What Is Sickle Cell Anemia?

Sickle cell anemia is a chronic anemia that is a disorder of the blood that is inherited. It is caused by an abnormal amount of hemoglobin. This is a protein within red blood cells. It  carries oxygen throughout the body.  Sickle cell patients suffer because their bone marrow cannot make red blood cells fast enough to replace old blood cells. In healthy people, their red blood cells are shaped like a disc and look similar to donuts. But, in people with sickle cell anemia, their cells have an abnormal crescent shape which clog their blood vessels. This causes fragile blood cells which causes joint pain and leg pain, tissue damage, and jaundice. This disorder is one of the most inherited blood anemias in the United States.Iit primarily affects African-Americans. It is estimated that 1 out of every 1,875 African-Americans are affected by this condition. In order to be diagnosed with this anemia, both parents must pass it on to their child. However, many patients live productive lives. The following 4 things can help you do so:

Work With Your Doctor

It is very important to remain in regular contact with your doctor. He or she can detect any potential problems in your condition. Your doctor can also keep you updated on the latest treatments available. If you believe that you may be a sickle cell carrier, then you can ask your doctor for a blood test. If you are, you can get a head start on treatment. Regular visits can reduce your risk of flareups, especially in children. If a child is diagnosed with this condition, your doctor can prescribe penicillin at 2-4 months of age. It is essential that you have a yearly physical.

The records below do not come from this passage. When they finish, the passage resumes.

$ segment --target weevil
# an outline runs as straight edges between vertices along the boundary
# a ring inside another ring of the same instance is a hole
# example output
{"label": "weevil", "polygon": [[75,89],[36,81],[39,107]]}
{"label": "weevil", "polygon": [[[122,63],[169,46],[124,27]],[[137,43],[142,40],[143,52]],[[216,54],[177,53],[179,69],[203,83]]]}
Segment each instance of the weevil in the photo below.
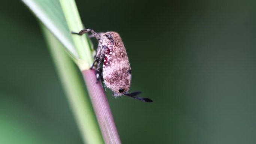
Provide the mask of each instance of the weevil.
{"label": "weevil", "polygon": [[[96,65],[96,83],[100,79],[105,86],[111,90],[113,96],[126,95],[146,102],[152,102],[148,98],[137,96],[140,92],[128,93],[131,80],[131,69],[121,37],[116,32],[108,32],[97,34],[93,30],[86,29],[73,34],[80,36],[91,32],[98,42],[97,54],[91,69]],[[103,64],[102,70],[101,65]]]}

Maintain A Healthy Diet And Nutrition

If your child has this disorder, it is important that you make sure that he or she eats healthy. Balanced meals every day is strongly recommended. Eating a fortified breakfast cereal every morning is essential because they contain folic acid. Folic acid makes new cells and is necessary for the formation of DNA and RNA. Patients often have a folic acid deficiency and should eat foods rich in folic acid, Asparagus, broccoli, beans, and beef liver are excellent sources. If you still feel that you are not getting enough of this vitamin, then you should consider taking a folic acid supplement. Caution: Before you take any vitamin or herbal supplement, you should talk to your doctor first because it could have negative side effects. Your doctor can tell you what dosage is healthy for you. Pantothenic acid(or vitamin B5) is another vitamin that you should make sure that you intake every day. It is one of the few vitamins that can be found in all living cells and most foods. Pantothenic acid helps patients because it helps develop red blood cells and reduces stress. It helps to create hemoglobin and promotes overall good health. Foods such as cereal grains, legumes, eggs, and most meats and vegetables will give you all the pantothenic acid you need daily. It is found in many animals and plants. Milk is an outstanding source of this vitamin. Some research has indicated that taking this acid in combination with folic acid works wonders in helping patients.  You should not really need a pantothenic acid supplement, but if you feel that you do, talk to your doctor first.


Generally speaking, most medical experts suggest that healthy people exercise at least 30 minutes a day, 3-4 days a week. However, sickle cell patients should talk to their doctor before starting a exercise routine. You should find out what amount of exercise is right for you. Make sure that you choose activities that you enjoy such as swimming, tennis, jogging, bicycling, or whatever you prefer. It does not have to be boring and you could ask a friend to join you. It is recommended that you drink 6-8 glasses of water every day Sickle cell patients should try to drink 10-12 glasses every day. You should drink juices and eat fruits, especially those high in vitamin C. Exercising regularly will strengthen your cardiovascular and immune system. It reduces fatigue which patients often suffer from.

Get Regular Immunizations

Sickle cell patients are at a greater risk of contracting infections than healthy people. Regular immunizations are very important. Patients are more likely to have a weakened immune system. Immunizations help their bodies fight off viruses and bacterias. Even if you are healthy, you should make sure that your immunizations are current. People with this anemia should take antibiotics because they are at a greater risk of getting pneumonia. This can lead to death.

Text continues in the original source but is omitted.